Data Hub (On Git Hub)
Purpose
The design document describes the data and processes that are required to meet the business requirement.
Introduction
A framework is required to manage the publication of data from a source system to a destination system. Publisher systems will be able to publish information to a centralized repository using various connectors. Information will be staged in a relational model. Subscribers interested in the publication will be notified of new information. When the subscriber has consumed the requested information datahub is notified of success or failure. Once all distributions of information have been consumed staged information can be archived.
Component diagram
Glossary of Terms
Term | Definition |
---|---|
Control Structures | Files or database tables that express the readiness of data for downstream consumption. |
Daily Batch | Synonym: batch. |
Data Hub | Application that moves large sets of data from Source to Target based on control messages created from the source. |
Distribution | Any issue notified for a specific subscriber / subscription. |
Intraday Interval | Synonym: micro-batch, near real-time. |
Issue | Specific instance of a publication. |
Posting Group | Method for understanding load order and dependencies. Orchestration for systems subscribing to Data Hub. |
Publication | A specific type of data that will be generated by the publisher. (Depending on the Publishers control structure setup and the context of how the term is used it may refer to a specific instance of a data feed that is being generated.) |
Publication Notification | The monitoring of control structures for changes to notify subscribers of data readiness. |
Publisher | A system that creates a set of information for consumption by a downstream system. |
Source (1) | System providing data for consumption by other systems (aka publisher) |
Source (2) | Term used by ETL programming languages to identify the entity that will provide data for a data flow. |
Subscriber | In context of this document Subscriber is a system that consumes data published from another system. |
Subscription | A set of information that will be consumed by a downstream system. |
Target (1) | System consuming data from another system (aka subscriber) |
Target (2) | Term used by ETL programming languages to identify the entity that will receive data from a data flow. |
An enterprise will source information from several file sources in order to consolidate that information into the data warehouse. Files are pulled from external vendors and internal sites and file shares via Data Hub scripts. The scripts will be housed in the Automate tool and fired on a regular schedule. The control structures that determine the files to pull for consumption are stored in the stage data base, ctl schema. As the PowerShell scripts identify new files SQL server is notified and SSIS packages kicked off. These systems will be available in the SBX, DME, QME and PROD environments.
Data Hub Concept
Data Hub is intended to manage all data entering and exiting the organization that requires a “large” batch transfer of data. This can include data files or data tables that are delivered from a source system into the enterprise. The system will maintain meta data about each transfer, i.e. source and destination. It will log each data payload and the destination for the information.
Publisher Metaphor
This system operates much like a magazine publication and the customers that subscribe to the periodical. A publisher creates a specific type of magazine(s) such as Wired or Red Herring. The Publisher entity will maintain a list of the various organizations that generate magazines. A publication is a specific magazine that well be readied for publication. A publisher can generate more than one publication.

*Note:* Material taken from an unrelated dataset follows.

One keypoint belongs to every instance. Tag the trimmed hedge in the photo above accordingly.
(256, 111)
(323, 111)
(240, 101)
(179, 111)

On a regular interval, the next installment of a magazine is prepared to send to customers as an issue. The Issue entity will manage the details for the various versions that a particular publication has prepared for consumption. The actual content of a particular publication will be stored in a database entity.
Subscriber Metaphor
Subscribers are Individuals that receive publications of a magazine. The subscriber entity will describe each of the systems consuming information from a publisher. The subscription entity provides a look up for each of the publication that each of the subscribers have elected to receive. Each issue that a subscriber receives will be stored in the distribution entity. This entity will record the state of the issue for a particular subscriber.
In following with our magazine metaphor, the distribution entity will follow the state of a single magazine (Has it been mailed, has it been received etc.)
Posting Group Concept
Posting groups are used to orchestrate the processing of data within information systems. Processes can be complicated based on inter dependencies between processes. Posting Groups maintain metadata about discrete units of work that must be completed and the order that they must be completed. This system also maintains a history of the work taking place on the system in order to facilitate operational reporting and system restarts.
Processing Template
Posting groups identifies the template needed to orchestrate the batch process working on the data warehouse. Each package or job that needs to be executed during a day’s batch is maintained in the PostingGroup entity. Data warehouse ETL jobs are normally dependent on the execution of an upstream process before they can be fired. Posting Group Dependencies are maintained to enforce package completion of upstream requirements before subsequent processes are executed. The entity, PostingGroupDependencies maintains the mapping of processes to their successors by maintaining a parent child relationship. The entities mentioned are responsible for determine the processes that must run consecutively. This information will be propagated to other entities that are used to maintain statistics on each day’s batch.
Batch Processing
Now that a template has been established for the process that must be run each day the specific tasks for a given interval of time (normally a day) must be generated so process can report on their success or failure, run time and other statistics. The PostingGroupBatch maintains a key value for each new (holistic) batch that must be run and does so on a daily interval. The template posting group records are effectively copied into the PostingGroupProcessing entity each day and identified with a posting group batch id. As processes execute, they report their status back to the processing entity. These statuses can be monitored through the day to ensure normal processing by logging number of records impacted and process start and end times as retries.